Ghosts of Hometowns Past

I lived in the same town for 18 years. I paid my summer dues by working at the local water park. I got excited when we got to go two towns over to see a movie we wanted to see because our theater didn’t have it. I still sing the lyrics to our school song whenever I hear “Auld Lang Syne.” But there a lot of bad memories I left behind in my hometown. It’s where I lost all of my baby teeth, but it’s also where I lost my childhood home.

I had to go back for a solid 30 minutes for the first time in years, and it was a lot harder than I thought it would be. I only went to the HEB, but my levels of anxiety were through the roof. I didn’t want to run into some of the Julie Coopers (I’m so proud of myself for two Julie Cooper references in two days) of my day. The women who still gossip about things from years ago but are too terrified to put their dirty laundry out on the clothes line (so they have the maid do it instead).
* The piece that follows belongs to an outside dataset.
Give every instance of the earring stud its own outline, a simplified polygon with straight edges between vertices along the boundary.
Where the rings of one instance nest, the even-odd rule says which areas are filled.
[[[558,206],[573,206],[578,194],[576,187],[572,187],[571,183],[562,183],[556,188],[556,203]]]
I’m sorry if I sound harsh, but I can’t help but be honest. They were often ruthless with their words, so I’ll simplclever with mine.

On the flip side, there are a lot of people who helped me out, and I don’t know how I’ll ever repay them. They let me stay at their house for weeks. They still check in with me. They’ve treated me like one of their own kids. I just hope they know how much everything they did meant to me, and I wish I could pay them back instead of only being able to endlessly thank them in a blog post. Really, thank you. I’m sorry if I ever came off as ungrateful. Y’all were some of the best surrogate parents (and in some cases, grandparents, cousins, aunts, uncles, and everything in-between) in the world.

Overall, I just have too many ghosts in my old town. Too many memories. There a plenty of good, but in this case, the bad outweigh the good. The small town banter and lack of secrecy aren’t Stars H0llow charming. Luckily, my parents realized the same thing when they moved, and now, they live in Stars Hollow incarnate (yes, I’m making the controversial statement that towns are in fact living entities). I’ll even be so bold as to say their small town life isn’t half bad. Plus, the thrift store is amazing.

At the ripe old age of 23, I’m beginning to realize how memories are just that: memories. You can’t make them canon. You can’t base future, or even present, decisions off of some good memories you have from high school. Just because something is familiar doesn’t make it right. Nostalgia can be an overwhelming force. I’m learning every day how to differentiate pangs of nostalgia from gut feelings about past experiences. It’s sometimes really hard to let go of things, so sometimes, you have to walk away (and hopefully look Kelly Clarkson amazing while doing it). You have to walk away from the people you grew up with in the town you grew up in; it’s too easy to get dragged back into the things you knew. That’s why we choose the past though. We knew it. It’s safe. We don’t have to worry about what the future holds if we never let ourselves leave the past. It’s easier to keep making the same mistakes because, hey, at least we know the outcome. So for now, I have to leave my past buried. The earth around it’s too fresh to dig up.